Volatile bond markets stung the Canada Pension Plan Investment Board in the fund's fiscal first quarter, limiting its return to just 1.1 per cent.
Annualized, the gain amounts to 4.4 per cent, less than half of what the pension fund made in 2012.
Though CPPIB has a solid exposure to public and private equities – $94-billion versus $63-billion invested in fixed-income – the rocky bond market outweighed any gains made on global stocks – particularly the scorching U.S. market. From April to June, the yield on the U.S. 10-year Treasury bond jumped to 2.52 per cent from 1.86 per cent, a sharp 66 basis point rise.
"Overall we would characterize the quarter as relatively turbulent compared to recent reporting periods. Interest rates rose significantly as bond markets fell, while volatility increased across major equity markets producing mixed returns," said Mark Wiseman, chief executive officer of CPPIB, which manages Canada's public pension fund.
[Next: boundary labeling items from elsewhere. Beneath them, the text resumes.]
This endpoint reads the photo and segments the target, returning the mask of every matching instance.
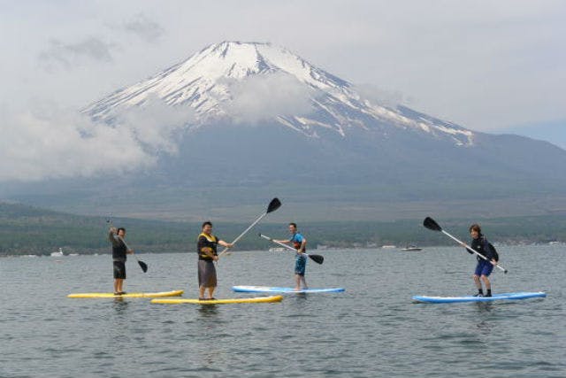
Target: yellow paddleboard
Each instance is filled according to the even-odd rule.
[[[158,303],[164,305],[182,305],[182,304],[193,304],[193,305],[230,305],[238,303],[270,303],[270,302],[281,302],[283,296],[272,296],[272,297],[258,297],[255,298],[232,298],[232,299],[151,299],[151,303]]]
[[[183,290],[161,291],[158,293],[127,293],[115,296],[113,293],[76,293],[69,294],[70,298],[156,298],[161,297],[179,297]]]

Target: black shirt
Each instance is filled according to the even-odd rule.
[[[478,239],[472,239],[470,247],[480,255],[484,255],[488,260],[491,261],[492,258],[493,258],[493,251],[490,248],[487,239],[484,236],[479,236]],[[468,251],[468,252],[473,253],[470,251]],[[479,256],[477,256],[477,258],[478,261],[483,260]]]
[[[199,260],[205,261],[212,261],[206,253],[203,252],[205,248],[210,248],[210,251],[212,252],[214,256],[218,256],[218,252],[216,251],[217,245],[218,245],[218,238],[213,235],[206,235],[204,233],[198,235],[198,243],[196,243],[196,252],[198,253]]]
[[[111,232],[109,239],[112,243],[112,259],[114,261],[126,261],[127,248],[124,241],[116,234]]]

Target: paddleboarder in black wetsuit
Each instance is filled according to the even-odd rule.
[[[492,296],[492,284],[489,282],[489,274],[493,270],[493,266],[497,265],[497,261],[494,258],[494,251],[489,245],[487,239],[482,235],[481,228],[478,224],[473,224],[470,226],[470,235],[471,235],[470,247],[479,253],[484,255],[487,259],[485,260],[478,256],[478,265],[476,266],[476,271],[473,274],[474,282],[478,288],[478,294],[475,297],[491,297]],[[473,254],[472,251],[466,248],[468,253]],[[486,286],[486,292],[484,293],[482,289],[482,282]]]
[[[198,298],[201,300],[214,299],[212,296],[217,287],[216,268],[214,261],[218,260],[217,245],[232,248],[232,243],[219,240],[211,234],[212,223],[203,223],[203,232],[198,235],[196,251],[198,252]],[[208,289],[209,297],[204,297],[204,291]]]
[[[126,260],[127,254],[133,254],[134,250],[128,250],[124,243],[126,228],[110,228],[108,235],[112,243],[112,260],[114,264],[114,295],[126,294],[123,290],[124,280],[126,280]]]

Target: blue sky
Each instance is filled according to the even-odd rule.
[[[272,42],[486,132],[566,146],[566,2],[0,1],[0,115],[79,109],[225,40]]]

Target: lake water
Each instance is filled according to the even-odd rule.
[[[134,243],[131,242],[133,244]],[[413,295],[475,293],[475,258],[460,248],[322,251],[310,287],[278,304],[151,305],[149,299],[69,299],[111,291],[105,256],[0,258],[2,377],[564,377],[564,247],[499,247],[508,274],[494,292],[546,298],[414,304]],[[127,262],[127,291],[197,297],[196,256],[147,254]],[[233,252],[218,267],[217,297],[232,285],[291,286],[294,256]]]

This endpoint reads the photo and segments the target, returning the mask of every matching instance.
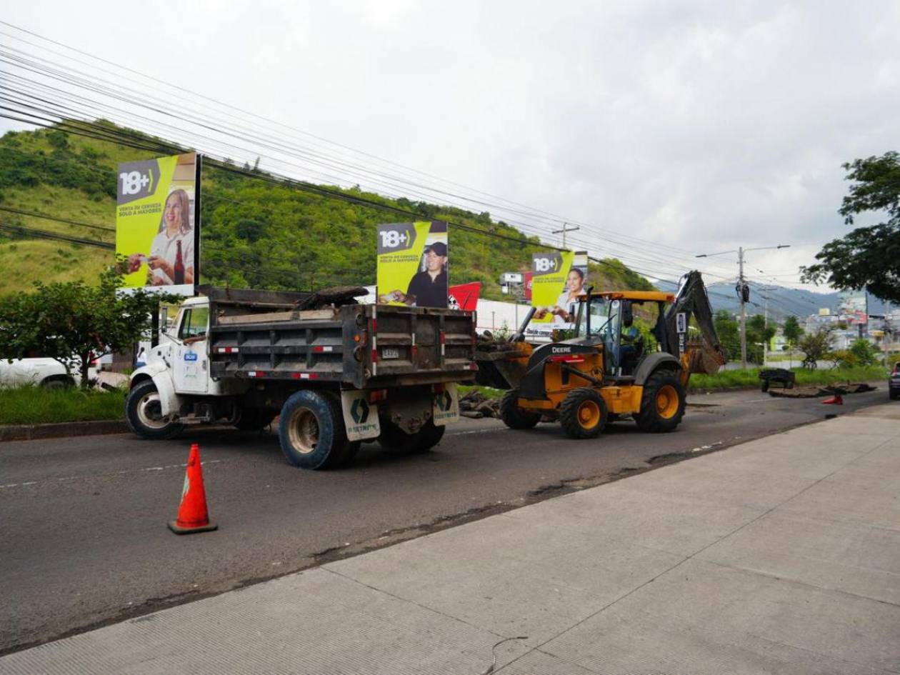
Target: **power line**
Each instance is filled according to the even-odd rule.
[[[82,222],[81,220],[71,220],[68,218],[59,218],[58,216],[51,216],[47,213],[38,213],[34,211],[25,211],[23,209],[14,209],[9,206],[0,206],[0,211],[5,211],[9,213],[18,213],[23,216],[32,216],[33,218],[40,218],[44,220],[54,220],[56,222],[64,222],[68,225],[77,225],[81,228],[90,228],[92,230],[102,230],[106,232],[114,232],[115,228],[107,227],[105,225],[94,225],[90,222]]]
[[[31,33],[31,32],[30,32],[30,34],[33,34],[33,35],[36,35],[35,33]],[[40,37],[40,36],[37,36],[37,37]],[[30,43],[30,42],[27,42],[27,40],[23,40],[23,41],[26,41],[26,43],[28,43],[28,44],[33,44],[33,43]],[[50,41],[54,41],[54,40],[50,40]],[[59,44],[60,46],[64,46],[64,47],[67,47],[67,49],[68,49],[68,46],[66,46],[66,45],[62,45],[62,43],[58,43],[58,42],[55,42],[55,41],[54,41],[54,43],[56,43],[56,44]],[[81,52],[80,50],[78,50],[78,51],[79,51],[79,53],[83,53],[83,54],[85,54],[85,55],[86,55],[86,56],[91,56],[91,55],[88,55],[88,54],[86,54],[86,52]],[[54,52],[54,53],[58,53],[58,52]],[[93,57],[93,56],[92,56],[91,58],[94,58],[94,57]],[[104,60],[104,59],[99,59],[99,60]],[[112,62],[110,62],[110,61],[105,61],[105,62],[106,62],[106,63],[110,63],[110,64],[112,64]],[[81,61],[80,63],[84,64],[84,62],[83,62],[83,61]],[[105,72],[109,72],[109,71],[105,71]],[[157,79],[157,78],[151,78],[151,79],[154,79],[155,81],[157,81],[157,82],[159,82],[160,84],[165,84],[165,85],[166,85],[166,86],[176,86],[176,86],[172,86],[172,85],[169,85],[169,83],[165,83],[164,81],[162,81],[162,80],[158,80],[158,79]],[[181,87],[176,87],[176,88],[178,88],[178,89],[180,89],[180,90],[182,90],[182,91],[184,91],[185,93],[188,93],[188,94],[192,94],[192,95],[194,95],[194,94],[195,94],[195,93],[194,93],[194,92],[190,92],[189,90],[185,90],[185,89],[183,89],[183,88],[181,88]],[[226,107],[230,107],[230,106],[228,106],[228,105],[227,105],[227,104],[221,104],[220,102],[218,102],[218,101],[215,101],[214,99],[207,99],[207,100],[212,100],[212,101],[213,101],[214,103],[216,103],[217,104],[221,104],[221,105],[225,105]],[[244,112],[245,113],[248,113],[248,114],[251,114],[251,115],[252,115],[252,116],[254,116],[254,117],[256,117],[256,118],[259,118],[259,116],[258,116],[258,115],[255,115],[255,113],[248,113],[248,112],[247,111],[243,111],[243,112]],[[259,118],[259,119],[264,119],[264,120],[265,120],[265,118]],[[279,126],[281,126],[281,127],[284,127],[284,125],[281,125],[281,124],[280,124],[279,122],[274,122],[274,123],[275,123],[275,124],[278,124],[278,125],[279,125]],[[207,125],[207,128],[210,128],[210,127],[209,127],[209,126]],[[304,133],[304,134],[306,133],[306,132],[302,132],[302,131],[301,131],[301,132],[302,132],[302,133]],[[339,144],[338,144],[338,145],[339,145]],[[349,148],[349,149],[352,149],[352,148]],[[356,152],[356,151],[355,151],[355,152]],[[374,157],[374,156],[373,156],[373,157]],[[382,161],[382,160],[381,160],[381,158],[374,158],[378,159],[379,161]],[[386,161],[386,160],[384,160],[384,161]],[[482,202],[482,203],[485,203],[486,205],[489,205],[489,206],[494,206],[493,204],[490,204],[490,203],[488,203],[488,202]],[[530,208],[530,207],[526,207],[526,208]],[[534,212],[534,210],[532,211],[532,212]],[[553,219],[553,220],[554,220],[554,221],[560,221],[560,222],[562,221],[561,220],[559,220],[559,218],[554,218],[554,219]],[[573,220],[573,219],[567,219],[567,220],[571,220],[571,221],[574,221],[574,220]],[[593,226],[592,226],[592,227],[593,227]],[[637,239],[635,239],[634,238],[632,238],[633,240],[637,240]],[[592,246],[592,245],[591,245],[591,246]],[[590,247],[589,247],[589,248],[590,248]],[[631,256],[629,256],[629,255],[626,255],[626,254],[621,254],[621,253],[619,253],[619,254],[614,254],[614,255],[616,255],[616,256],[617,256],[618,257],[621,257],[621,258],[623,258],[623,259],[626,259],[626,260],[627,260],[627,259],[628,259],[628,258],[629,258],[629,257]],[[666,263],[670,263],[670,258],[671,258],[671,257],[674,257],[674,256],[670,256],[669,258],[663,258],[663,262],[666,262]],[[648,262],[648,263],[651,263],[652,261],[648,259],[648,260],[647,260],[647,262]],[[655,260],[655,261],[652,261],[652,264],[658,264],[658,262],[659,262],[659,260],[657,259],[657,260]],[[709,274],[709,273],[707,272],[707,274]]]
[[[113,244],[108,244],[104,241],[96,241],[94,239],[86,239],[80,237],[69,237],[68,235],[60,234],[59,232],[53,232],[49,230],[38,230],[36,228],[27,228],[23,225],[12,225],[10,223],[0,223],[0,230],[5,232],[12,232],[14,234],[18,234],[20,236],[31,236],[38,237],[43,239],[56,239],[58,241],[68,241],[71,244],[81,244],[82,246],[91,246],[95,248],[106,248],[106,249],[115,249]]]

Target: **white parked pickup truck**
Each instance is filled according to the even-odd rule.
[[[213,421],[258,429],[280,416],[288,462],[324,469],[364,440],[428,450],[459,418],[456,382],[478,369],[473,312],[199,290],[131,374],[125,415],[145,438]]]
[[[75,384],[65,366],[55,358],[16,358],[12,363],[0,358],[0,387],[37,384],[47,389],[63,389]]]

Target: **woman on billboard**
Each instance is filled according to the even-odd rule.
[[[194,284],[191,200],[184,190],[173,190],[166,198],[159,231],[150,243],[149,256],[132,253],[128,256],[128,271],[137,272],[144,262],[148,266],[148,286]]]
[[[575,320],[572,311],[572,307],[584,294],[584,270],[580,267],[572,267],[569,270],[565,288],[556,300],[556,304],[553,307],[541,308],[535,312],[535,318],[544,319],[548,313],[553,314],[554,328],[569,328]]]

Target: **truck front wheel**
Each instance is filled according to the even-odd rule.
[[[301,469],[340,466],[359,449],[358,441],[347,440],[340,404],[327,393],[308,389],[284,401],[278,436],[287,461]]]
[[[138,436],[144,438],[171,438],[183,426],[162,415],[159,392],[152,380],[136,384],[125,399],[125,420]]]

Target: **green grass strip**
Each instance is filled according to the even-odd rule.
[[[47,424],[122,419],[123,391],[0,388],[0,424]]]
[[[887,379],[887,371],[881,365],[821,370],[790,368],[790,370],[796,374],[796,386],[798,387]],[[707,389],[737,389],[758,386],[760,386],[760,368],[748,368],[747,370],[722,371],[715,375],[691,375],[690,382],[688,383],[688,391],[700,392]]]

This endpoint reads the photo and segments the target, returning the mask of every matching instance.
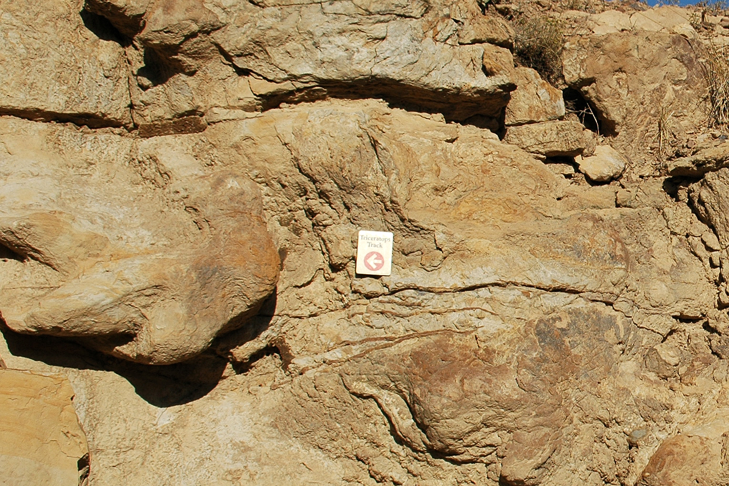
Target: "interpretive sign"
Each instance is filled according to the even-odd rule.
[[[365,275],[389,275],[391,269],[392,234],[359,231],[356,272]]]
CPPIB's assets jumped to $189-billion by the end of the quarter, up $5.6-billion from the end of fiscal 2012. However, most of this rise came from member contributions, while $1.9-billion was derived from net investment income.
The fund's assets are split across equities (50 per cent of the portfolio), fixed-income (34 per cent), real estate (11 per cent) and infrastructure (6 per cent).
Canada's chief actuary has affirmed that the CPPIB is sustainable for 75 years if it earns an average of 4 per cent real annual returns after inflation. The fund's 5-year annualized performance is 2.9 per cent after inflation, mostly stemming from losses during the financial crisis, but it made a yearly average of 5 per cent after inflation over the past 10 years.